Part of our work on the Old Bailey collection has been to compute the Normalized Compression Distances between the approximately 200,000 documents. Normalized Compression Distance (NCD) is a way of measuring the similarity of documents by comparing them in compressed form (where repetition is essentially suppressed) – see Rudi Cilibrasi and Paul Vitányi’s description. Bill Turkel wrote about some initial small-scale experiments that he’d conducted on clustering items from NCD, and encouraged us to apply the same techniques on the Old Bailey collection.

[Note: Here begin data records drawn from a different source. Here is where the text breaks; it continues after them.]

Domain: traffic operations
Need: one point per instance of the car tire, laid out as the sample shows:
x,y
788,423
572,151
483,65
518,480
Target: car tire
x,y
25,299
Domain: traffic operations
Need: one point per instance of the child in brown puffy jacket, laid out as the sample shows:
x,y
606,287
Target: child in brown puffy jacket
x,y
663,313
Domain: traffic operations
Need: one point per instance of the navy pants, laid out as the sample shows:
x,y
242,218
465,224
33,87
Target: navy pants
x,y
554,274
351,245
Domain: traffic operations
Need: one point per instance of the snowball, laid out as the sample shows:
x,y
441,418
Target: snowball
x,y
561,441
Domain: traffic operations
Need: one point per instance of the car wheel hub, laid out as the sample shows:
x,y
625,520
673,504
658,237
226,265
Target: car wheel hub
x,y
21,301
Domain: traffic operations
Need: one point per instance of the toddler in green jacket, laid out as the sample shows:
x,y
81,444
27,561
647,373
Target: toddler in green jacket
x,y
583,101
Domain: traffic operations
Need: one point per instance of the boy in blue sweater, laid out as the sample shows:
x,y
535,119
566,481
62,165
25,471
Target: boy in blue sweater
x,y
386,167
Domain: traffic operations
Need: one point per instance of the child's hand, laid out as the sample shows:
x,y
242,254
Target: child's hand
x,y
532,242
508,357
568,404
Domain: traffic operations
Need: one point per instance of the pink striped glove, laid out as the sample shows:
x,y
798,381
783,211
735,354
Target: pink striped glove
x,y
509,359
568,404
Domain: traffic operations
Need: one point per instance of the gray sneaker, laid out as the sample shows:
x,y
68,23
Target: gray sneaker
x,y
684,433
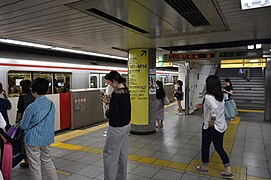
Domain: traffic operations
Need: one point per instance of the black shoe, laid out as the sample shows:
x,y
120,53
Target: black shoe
x,y
24,165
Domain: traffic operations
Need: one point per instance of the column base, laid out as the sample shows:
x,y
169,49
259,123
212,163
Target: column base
x,y
142,133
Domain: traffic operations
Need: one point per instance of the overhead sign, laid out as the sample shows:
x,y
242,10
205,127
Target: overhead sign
x,y
138,84
243,63
187,56
240,54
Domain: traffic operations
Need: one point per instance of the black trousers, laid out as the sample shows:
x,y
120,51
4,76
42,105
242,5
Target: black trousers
x,y
212,135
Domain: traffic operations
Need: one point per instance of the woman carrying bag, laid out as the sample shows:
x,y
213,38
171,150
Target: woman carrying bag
x,y
38,123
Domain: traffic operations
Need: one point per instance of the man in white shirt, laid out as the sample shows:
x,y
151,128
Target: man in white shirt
x,y
2,126
108,91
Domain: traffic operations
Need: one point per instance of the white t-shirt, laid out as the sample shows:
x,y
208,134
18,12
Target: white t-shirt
x,y
108,90
2,122
214,108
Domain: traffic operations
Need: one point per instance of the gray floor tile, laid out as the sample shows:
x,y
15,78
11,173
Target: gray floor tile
x,y
191,176
89,159
73,167
259,172
77,177
61,162
145,171
163,155
255,163
91,171
134,177
167,174
75,155
144,152
182,159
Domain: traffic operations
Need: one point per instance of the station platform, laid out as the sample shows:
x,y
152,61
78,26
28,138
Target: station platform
x,y
169,154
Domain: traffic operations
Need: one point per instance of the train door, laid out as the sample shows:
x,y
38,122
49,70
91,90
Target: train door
x,y
102,81
174,79
163,78
49,76
63,82
126,77
94,81
14,79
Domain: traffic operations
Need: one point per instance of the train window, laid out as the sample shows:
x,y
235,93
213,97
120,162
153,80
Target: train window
x,y
175,79
93,81
14,79
103,84
49,77
62,82
163,79
126,77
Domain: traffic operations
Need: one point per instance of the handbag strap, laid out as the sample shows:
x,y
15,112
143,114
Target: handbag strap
x,y
40,120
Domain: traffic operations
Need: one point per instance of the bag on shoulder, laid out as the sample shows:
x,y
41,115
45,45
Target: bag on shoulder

Computing the NCD for all of Old Bailey is fairly computationally intensive: each of the 200,000 documents has an NCD value with respect to each other document, which produces some 20 billion records. That’s a lot, especially since each document and each individual pair of documents requires compression. Our first experiment used a Java implementation of the BZip2 compression algorithm. From what we could observe, the results were promising, but slow. We decided to switch to a GZip compression algorithm and we were shocked at the difference in speed for processing a couple hundred documents:
- BZip2: 4 minutes and 49 seconds
- GZip: 0 minutes and 6 seconds
For 20 billion records, that’s quite a difference. Our preliminary examination of the results indicated that there were only minor differences in the relative NCD values between the two algorithms. BZip2 does produce more compact representations of strings, but that’s not a signficant factor for us (it changes the NCD results, but not only slightly). We’ve bviously chosen to continue with GZip for computing the NCD values.